Right. -- In my own safe world there are only UNIX, MacOS, and MSOS. I have
absolutely no knowledge about the others. And this line separator keeps
popping up all the time when porting software. So I am curious about other
models, newlines, all right, but also in general.
I got an offline explanation by Phillip Helbig how VMS works.
> Compaq OpenVMS is dying, I admit. It is the operating system
> for the former Digital Equipment Corporation computers, including
> both DEC VAX computers and DEC Alpha computers. But, there are
> quite a few of them still running and many are becoming home or
> personal systems. TeX and LaTeX are available for them.
> I do not see that International Business Machines Corporation
> going out of business any time soon nor do I see that IBM would
> be withdrawning its flagship operating system for its large
> mainframe computers. These computers have an upward compatible
> CISC architecture that dates its beginnings from the late 1950's
> and which had single system installations with multiple gigabytes
> of RAM and multiple terabytes of disk or disk-like storage in the
> late 1970's (I know this because I worked on some). These computers
> supported some form of interactive user environments since the
> early 1970's including CICS, TSO and POSIX-X/OPEN environments
> and frequently support several thousand users at the same time.
> I seem to recall that TeX and LaTeX has been ported at least
> once to such systems.
> I feel that it would be appropriate not to preclude such systems
> in the future. All that would be required would be to do a
> record level translation at TeX's lips to trim trailing spaces
> if the record format is fixed and append a line terminator and
> feed that to TeX's mouth.
Thank you for your explanation.
Incidentally, I think that the new MacOS X (Mach based and BSD on the side)
uses something similar to VMS with file attributes (but I have not seen it
in real life).
From what I understand from VMS, one can set a file attributes to provide
the desired translations.
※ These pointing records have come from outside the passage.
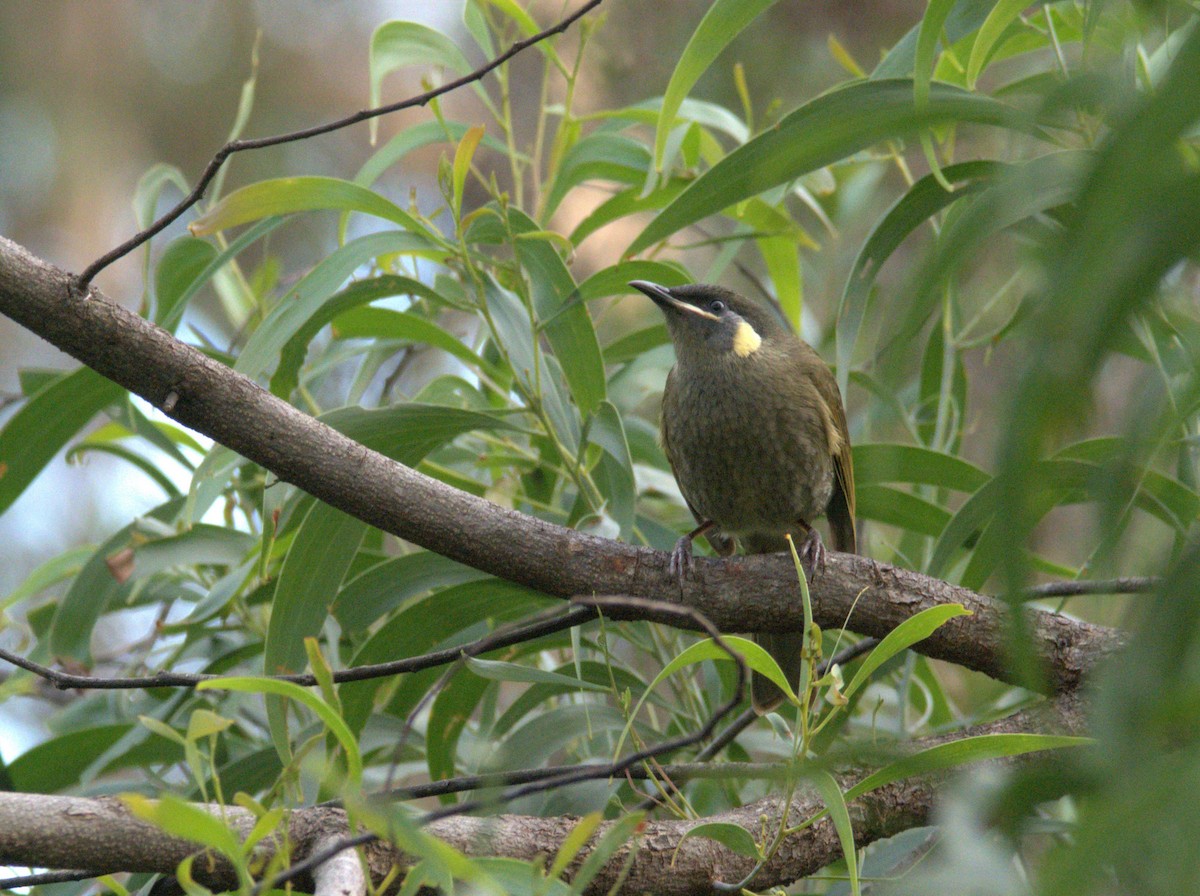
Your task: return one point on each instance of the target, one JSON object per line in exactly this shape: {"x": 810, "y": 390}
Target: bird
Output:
{"x": 755, "y": 432}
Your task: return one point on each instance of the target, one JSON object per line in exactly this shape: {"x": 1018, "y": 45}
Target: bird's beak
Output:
{"x": 663, "y": 298}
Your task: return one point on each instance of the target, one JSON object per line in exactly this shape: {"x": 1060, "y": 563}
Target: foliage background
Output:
{"x": 1061, "y": 359}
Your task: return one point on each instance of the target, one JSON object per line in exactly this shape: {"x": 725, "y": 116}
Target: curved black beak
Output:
{"x": 665, "y": 300}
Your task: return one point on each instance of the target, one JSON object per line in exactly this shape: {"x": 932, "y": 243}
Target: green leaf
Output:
{"x": 732, "y": 836}
{"x": 574, "y": 842}
{"x": 149, "y": 190}
{"x": 960, "y": 752}
{"x": 95, "y": 588}
{"x": 1002, "y": 14}
{"x": 900, "y": 509}
{"x": 312, "y": 571}
{"x": 43, "y": 425}
{"x": 185, "y": 819}
{"x": 723, "y": 22}
{"x": 919, "y": 204}
{"x": 621, "y": 833}
{"x": 462, "y": 157}
{"x": 882, "y": 462}
{"x": 414, "y": 138}
{"x": 931, "y": 24}
{"x": 755, "y": 657}
{"x": 387, "y": 585}
{"x": 58, "y": 569}
{"x": 396, "y": 44}
{"x": 600, "y": 156}
{"x": 59, "y": 763}
{"x": 826, "y": 130}
{"x": 179, "y": 268}
{"x": 405, "y": 326}
{"x": 327, "y": 714}
{"x": 911, "y": 631}
{"x": 625, "y": 203}
{"x": 287, "y": 196}
{"x": 497, "y": 671}
{"x": 169, "y": 318}
{"x": 561, "y": 314}
{"x": 363, "y": 292}
{"x": 307, "y": 296}
{"x": 1023, "y": 192}
{"x": 835, "y": 805}
{"x": 615, "y": 473}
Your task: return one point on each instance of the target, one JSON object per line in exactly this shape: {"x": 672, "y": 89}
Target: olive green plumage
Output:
{"x": 755, "y": 431}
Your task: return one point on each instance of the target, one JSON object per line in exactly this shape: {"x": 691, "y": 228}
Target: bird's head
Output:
{"x": 708, "y": 322}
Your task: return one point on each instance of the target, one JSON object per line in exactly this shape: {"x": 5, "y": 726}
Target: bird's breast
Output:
{"x": 748, "y": 444}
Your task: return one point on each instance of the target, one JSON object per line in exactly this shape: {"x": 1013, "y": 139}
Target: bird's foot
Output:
{"x": 682, "y": 561}
{"x": 811, "y": 553}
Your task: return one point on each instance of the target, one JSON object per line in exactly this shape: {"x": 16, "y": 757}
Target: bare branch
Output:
{"x": 217, "y": 160}
{"x": 517, "y": 633}
{"x": 48, "y": 830}
{"x": 209, "y": 397}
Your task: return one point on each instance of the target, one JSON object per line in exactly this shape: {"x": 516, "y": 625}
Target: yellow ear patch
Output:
{"x": 745, "y": 341}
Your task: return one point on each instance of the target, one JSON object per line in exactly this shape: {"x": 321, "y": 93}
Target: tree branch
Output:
{"x": 221, "y": 155}
{"x": 46, "y": 830}
{"x": 211, "y": 398}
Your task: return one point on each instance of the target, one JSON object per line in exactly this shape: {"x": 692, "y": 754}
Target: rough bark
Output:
{"x": 103, "y": 835}
{"x": 211, "y": 398}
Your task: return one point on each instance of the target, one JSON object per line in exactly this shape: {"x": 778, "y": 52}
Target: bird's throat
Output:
{"x": 745, "y": 340}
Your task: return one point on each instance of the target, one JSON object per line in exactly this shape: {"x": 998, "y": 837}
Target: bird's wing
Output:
{"x": 840, "y": 511}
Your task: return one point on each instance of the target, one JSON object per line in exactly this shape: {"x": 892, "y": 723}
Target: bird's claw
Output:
{"x": 682, "y": 561}
{"x": 813, "y": 554}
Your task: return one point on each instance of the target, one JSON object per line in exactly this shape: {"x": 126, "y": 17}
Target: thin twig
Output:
{"x": 47, "y": 877}
{"x": 222, "y": 154}
{"x": 591, "y": 773}
{"x": 574, "y": 774}
{"x": 547, "y": 623}
{"x": 1125, "y": 584}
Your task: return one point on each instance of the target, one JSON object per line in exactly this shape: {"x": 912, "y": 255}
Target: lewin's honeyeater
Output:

Thus, even if one writes a version where files
are opened as binary, with say \n, \r, \r\n interpreted as newlines, one
can set an attribute to provide the proper translation; or this was the
impression I got from Phillip Helbig's description.
-- Under UNIX, MacOS, or MSOS, binary files are not translated at all, so
if one does not make the right newline convention or translate the files
first by some other means, it will not work.